Des incidents ont éclaté entre jeunes et forces antiémeutes en marge des défilés à Athènes ainsi qu'à Salonique, la grande ville du nord, où environ 20.000 personnes au total ont manifesté, selon la police.
"C'est l'attaque la plus grave contre les travailleurs depuis des siècles. Ils veulent un retour au XIXe siècle", s'indignait Ericos Finalis, un imprimeur venu manifester. "Cela ne va pas être une bataille, mais une guerre qui va durer pendant des mois, ou même des années".
"Aucun sacrifice, la ploutocratie doit payer pour la crise", proclamait une banderole du front syndical communiste (Pame), dont plusieurs milliers de militants, sous des drapeaux et ballons rouges, étaient rassemblés sur la place Syntagma, dans le centre d'Athènes.
A Salonique, la police a tiré des gaz lacrymogènes pour repousser des groupes de jeunes qui s'en prenaient à des vitrines de banques et de commerces. Des scènes semblables se sont produites dans la capitale.
Les manifestations se sont terminées sans nouveaux incidents.

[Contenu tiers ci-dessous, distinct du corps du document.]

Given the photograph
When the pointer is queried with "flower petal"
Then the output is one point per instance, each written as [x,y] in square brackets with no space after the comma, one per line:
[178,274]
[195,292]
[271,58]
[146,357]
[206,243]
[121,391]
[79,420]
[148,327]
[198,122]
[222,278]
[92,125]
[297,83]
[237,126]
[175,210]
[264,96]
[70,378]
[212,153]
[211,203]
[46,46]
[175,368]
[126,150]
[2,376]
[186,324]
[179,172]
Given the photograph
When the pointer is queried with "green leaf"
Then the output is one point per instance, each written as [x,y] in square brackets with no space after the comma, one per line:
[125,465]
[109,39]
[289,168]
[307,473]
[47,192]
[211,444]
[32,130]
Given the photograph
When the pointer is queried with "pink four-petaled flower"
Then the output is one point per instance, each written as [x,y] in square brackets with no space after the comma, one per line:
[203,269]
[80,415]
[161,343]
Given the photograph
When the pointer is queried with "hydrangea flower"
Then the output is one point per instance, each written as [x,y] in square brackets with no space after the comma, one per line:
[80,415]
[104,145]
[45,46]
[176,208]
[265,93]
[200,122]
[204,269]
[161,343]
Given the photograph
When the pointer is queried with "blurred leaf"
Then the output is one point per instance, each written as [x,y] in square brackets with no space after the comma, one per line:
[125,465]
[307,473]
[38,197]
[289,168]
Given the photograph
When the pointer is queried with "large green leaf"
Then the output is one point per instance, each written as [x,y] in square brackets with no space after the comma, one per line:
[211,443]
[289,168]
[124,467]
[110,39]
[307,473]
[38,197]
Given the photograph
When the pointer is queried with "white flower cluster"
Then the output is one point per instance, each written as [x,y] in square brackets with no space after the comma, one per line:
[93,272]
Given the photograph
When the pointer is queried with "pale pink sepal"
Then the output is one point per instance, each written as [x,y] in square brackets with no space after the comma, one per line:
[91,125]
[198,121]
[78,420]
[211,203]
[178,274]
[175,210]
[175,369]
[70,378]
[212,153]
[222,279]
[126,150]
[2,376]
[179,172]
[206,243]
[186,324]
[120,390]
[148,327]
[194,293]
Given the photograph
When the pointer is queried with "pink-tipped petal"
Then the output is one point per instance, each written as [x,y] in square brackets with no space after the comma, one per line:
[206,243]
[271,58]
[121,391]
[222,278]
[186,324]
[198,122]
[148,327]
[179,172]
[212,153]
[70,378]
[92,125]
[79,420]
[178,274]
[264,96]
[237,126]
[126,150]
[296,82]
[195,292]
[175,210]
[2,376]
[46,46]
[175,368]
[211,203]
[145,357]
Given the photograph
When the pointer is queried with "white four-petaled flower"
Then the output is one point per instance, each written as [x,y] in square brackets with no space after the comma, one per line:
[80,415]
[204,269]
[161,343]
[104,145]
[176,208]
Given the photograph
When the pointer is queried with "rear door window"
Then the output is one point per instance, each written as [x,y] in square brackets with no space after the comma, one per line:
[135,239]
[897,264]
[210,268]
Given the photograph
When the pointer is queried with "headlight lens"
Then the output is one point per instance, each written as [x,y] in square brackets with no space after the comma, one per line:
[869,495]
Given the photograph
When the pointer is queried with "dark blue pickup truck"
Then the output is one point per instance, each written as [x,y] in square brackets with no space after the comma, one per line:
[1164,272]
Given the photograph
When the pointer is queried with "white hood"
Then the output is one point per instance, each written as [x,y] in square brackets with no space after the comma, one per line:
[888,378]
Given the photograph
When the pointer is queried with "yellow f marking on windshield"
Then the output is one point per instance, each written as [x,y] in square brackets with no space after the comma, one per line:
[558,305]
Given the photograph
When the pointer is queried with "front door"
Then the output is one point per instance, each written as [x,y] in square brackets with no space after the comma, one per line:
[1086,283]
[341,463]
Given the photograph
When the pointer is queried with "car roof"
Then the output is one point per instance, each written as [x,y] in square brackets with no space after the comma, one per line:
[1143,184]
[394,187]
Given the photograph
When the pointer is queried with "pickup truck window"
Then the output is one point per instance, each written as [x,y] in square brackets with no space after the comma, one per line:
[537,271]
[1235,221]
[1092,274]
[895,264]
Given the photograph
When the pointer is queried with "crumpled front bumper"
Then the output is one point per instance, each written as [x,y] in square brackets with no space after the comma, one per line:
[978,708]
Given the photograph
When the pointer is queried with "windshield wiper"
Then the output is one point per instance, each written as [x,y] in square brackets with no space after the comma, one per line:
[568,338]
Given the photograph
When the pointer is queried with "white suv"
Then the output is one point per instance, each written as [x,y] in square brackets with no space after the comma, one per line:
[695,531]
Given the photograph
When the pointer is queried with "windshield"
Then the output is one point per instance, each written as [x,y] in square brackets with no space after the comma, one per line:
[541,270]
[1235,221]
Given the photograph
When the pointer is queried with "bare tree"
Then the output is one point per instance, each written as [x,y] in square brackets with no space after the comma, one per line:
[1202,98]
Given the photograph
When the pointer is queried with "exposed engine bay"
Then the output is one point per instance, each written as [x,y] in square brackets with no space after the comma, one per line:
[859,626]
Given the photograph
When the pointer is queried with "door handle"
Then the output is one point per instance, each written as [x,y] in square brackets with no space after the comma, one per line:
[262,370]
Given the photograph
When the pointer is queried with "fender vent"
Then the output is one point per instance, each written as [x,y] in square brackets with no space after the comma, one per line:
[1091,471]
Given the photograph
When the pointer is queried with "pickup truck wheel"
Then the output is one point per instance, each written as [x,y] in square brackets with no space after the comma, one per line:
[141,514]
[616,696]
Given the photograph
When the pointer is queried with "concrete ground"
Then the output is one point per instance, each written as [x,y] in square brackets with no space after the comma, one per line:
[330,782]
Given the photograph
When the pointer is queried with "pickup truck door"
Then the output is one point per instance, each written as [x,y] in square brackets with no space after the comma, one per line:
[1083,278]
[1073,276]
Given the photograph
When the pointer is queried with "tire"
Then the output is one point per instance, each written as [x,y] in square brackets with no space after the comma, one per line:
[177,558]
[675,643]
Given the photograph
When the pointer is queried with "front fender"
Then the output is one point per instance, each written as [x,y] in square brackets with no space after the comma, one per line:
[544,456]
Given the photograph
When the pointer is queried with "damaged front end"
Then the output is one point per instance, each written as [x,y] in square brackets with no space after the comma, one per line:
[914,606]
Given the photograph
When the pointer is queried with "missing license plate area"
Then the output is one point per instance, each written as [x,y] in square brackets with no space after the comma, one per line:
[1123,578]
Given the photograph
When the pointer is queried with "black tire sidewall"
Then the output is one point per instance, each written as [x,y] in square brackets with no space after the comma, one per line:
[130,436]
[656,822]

Face à la gravité de la crise, à la menace d'une contagion à d'autres pays faibles de la zone euro et au risque d'un défaut de paiement de la Grèce, le président français Nicolas Sarkozy et la chancelière allemande Angela Merkel ont réaffirmé samedi leur détermination commune à "agir vite" pour mettre en oeuvre le plan de soutien financier à Athènes.
Ce plan prévoit le déblocage de 45 milliards d'euros la première année, soit 30 milliards de prêts bilatéraux des pays de la zone euro et 15 milliards du FMI. Selon la ministre française de l'Economie, Christine Lagarde, il atteint 100 à 120 milliards d'euros sur trois ans.
Le Premier ministre grec Georges Papandréou doit exposer dimanche matin, en conseil des ministres, les détails de l'accord.
M. Papandréou doit ouvrir à 06H30 GMT (09H30 heure locale) cette réunion par une allocution retransmise en direct par la télévision, pour "annoncer l'accord et en poser le cadre politique", selon des sources gouvernementales.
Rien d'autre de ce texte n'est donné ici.